The firm claims to have a team spread between London, San Francisco, and Shenzen. It was reportedly already taking preorders, until its site was attacked, forcing it to take it offline for a while.
There are some mysterious elements to the XCrowd story. On one hand, it claims not to be an ASIC developer, but will instead focus on a larger bitcoin-related initiative that it calls Project Satoko – an anonymous exchange communications protocol.
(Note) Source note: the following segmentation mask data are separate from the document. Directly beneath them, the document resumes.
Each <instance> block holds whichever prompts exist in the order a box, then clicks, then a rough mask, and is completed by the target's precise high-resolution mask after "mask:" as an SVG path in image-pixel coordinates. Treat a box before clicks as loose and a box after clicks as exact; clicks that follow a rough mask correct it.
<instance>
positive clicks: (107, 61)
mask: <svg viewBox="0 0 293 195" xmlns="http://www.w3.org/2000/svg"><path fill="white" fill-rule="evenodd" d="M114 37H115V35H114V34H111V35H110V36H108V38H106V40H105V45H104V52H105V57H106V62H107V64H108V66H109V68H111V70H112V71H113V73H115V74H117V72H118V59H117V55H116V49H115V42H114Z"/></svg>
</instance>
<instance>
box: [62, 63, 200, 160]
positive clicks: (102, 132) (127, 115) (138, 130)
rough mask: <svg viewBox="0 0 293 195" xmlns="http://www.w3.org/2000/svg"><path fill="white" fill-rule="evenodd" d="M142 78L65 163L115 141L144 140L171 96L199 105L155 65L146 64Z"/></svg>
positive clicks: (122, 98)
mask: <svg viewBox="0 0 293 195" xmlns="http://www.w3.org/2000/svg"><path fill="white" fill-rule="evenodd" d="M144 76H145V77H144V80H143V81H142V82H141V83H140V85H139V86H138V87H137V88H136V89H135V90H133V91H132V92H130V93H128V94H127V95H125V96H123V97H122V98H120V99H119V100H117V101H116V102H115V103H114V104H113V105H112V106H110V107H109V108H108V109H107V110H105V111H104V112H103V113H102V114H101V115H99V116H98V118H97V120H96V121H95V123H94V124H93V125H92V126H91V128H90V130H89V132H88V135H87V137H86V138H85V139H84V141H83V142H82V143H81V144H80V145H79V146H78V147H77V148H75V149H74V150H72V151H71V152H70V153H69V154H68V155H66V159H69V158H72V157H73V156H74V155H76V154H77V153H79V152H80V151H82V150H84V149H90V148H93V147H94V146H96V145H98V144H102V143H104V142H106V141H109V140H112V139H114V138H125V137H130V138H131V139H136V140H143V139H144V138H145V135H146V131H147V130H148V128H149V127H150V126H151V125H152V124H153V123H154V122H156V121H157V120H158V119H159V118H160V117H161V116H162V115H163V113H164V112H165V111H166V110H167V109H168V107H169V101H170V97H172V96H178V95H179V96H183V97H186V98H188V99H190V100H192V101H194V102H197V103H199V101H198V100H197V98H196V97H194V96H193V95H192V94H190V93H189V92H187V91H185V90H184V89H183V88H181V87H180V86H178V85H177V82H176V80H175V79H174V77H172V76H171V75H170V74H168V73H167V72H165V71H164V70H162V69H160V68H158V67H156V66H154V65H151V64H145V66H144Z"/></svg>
Bizarrely, given the development costs presumably involved, the firm will “most likely discontinue manufacturing ASIC units after the first batch on order to focus on XCrowd”. As it hasn’t formally announced products (in spite of some forum posts), we are not including it in our accompanying table.
One of the biggest differentiators today isn’t necessarily system specification: it’s shipment date, the ability to deliver, and customer service. Customers have been angered by companies that promise units and don’t deliver, and even those companies that do begin delivering on back orders don’t always behave professionally. Representatives from Butterfly Labs posting under personal accounts have publicly insulted customers and cancelled their orders, for example.
The other thing to watch for is difficulty. If and when more ASIC miners begin to ship, they will flood the network with hashing power, and the difficulty will skyrocket. Indeed, it’s already starting to happen. Those choosing a miner will want to think carefully about projected difficulty, bitcoin value, and return on investment.